Nobody seems to really have a clue in the West, which features better soccer and goofier tactics. Portland was able to pull off 2015 despite taking until July to trust Darlington Nagbe with the ball at his feet. Their Cascadia Cup rivals in Vancouver have Blas Diaz now, so they’ll continue to win 1-0 matches out of pure wrath for their opponents.

Seattle won a hype battle by signing everyone’s favorite college kid in Jordan Morris. But JMo won’t be able to replace China-bound Oba Martins, especially until the 21-year-old grows a left foot. Track-star speed and a linebacker’s shoulders can get him through international competition, but not centerback pairings who have spent years alongside each other.

The class of the West will likely again be FC Dallas thanks to home-grown stars and a realization that super-athletic youngsters in Texas in the summer can roadrunner a star-studded back four like what LA Galaxy have put together. There may be a reason Nigel de Jong and Ashley Cole were so cheap, after all. Maybe even Bruce Arena can’t get any more ketchup out of those particular bottles, even if the LA youngsters are even better than ever.

Elsewhere, Yura Movsisyan could sneak into a golden boot over at Real Salt Lake and Shkelzen Gashi could be a whole handful for defenses while at rival Colorado. Sporting KC will only frustrate the Missouri hopeful; the Brad Davis/Graham Zusi crosses have only Dom Dwyer’s handsome head in front of them and acres of undefendable space behind them. Houston Dynamo have cool uniforms. San Jose, bless their hearts, seems to be trusting their Silicon Valley techlords to build them a time machine to 2012. While I can’t sign off on that particular idea, there’s something great about a league that refuses to copycat its kings.

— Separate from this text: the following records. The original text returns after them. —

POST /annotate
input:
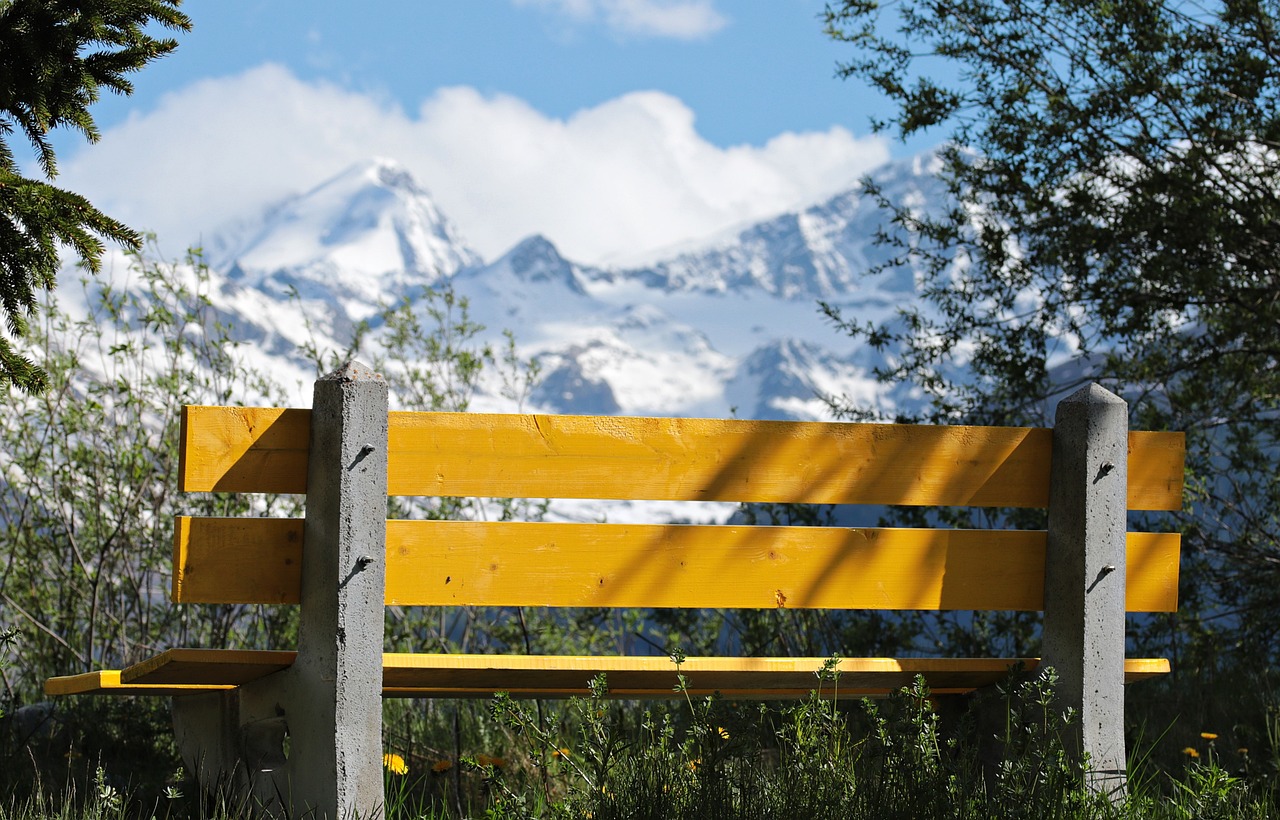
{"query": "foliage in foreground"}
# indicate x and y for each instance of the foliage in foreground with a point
(55, 58)
(708, 757)
(1112, 170)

Or at least, that’s what we think! The first month of the season’s going to be full of discoveries, great gifs, and wildly entertaining soccer. It’ll be a great change of pace from watching the predictable teams walk away with the Spanish, German, and French soccer leagues. And seeing Leicester City walk a high-wire act through the gaps between quivering fingers. The European leagues are great (particularly if you’re not a West Coaster) and we’ll be keeping track of ‘em. That’ll go even more so for international soccer once the Euros and Copa Centenario kick off. But until, during, and through them we’ll be SiriusXM’s digital MLS presence. And we’re so excited to be the ones making it up alongside you, starting on Sunday.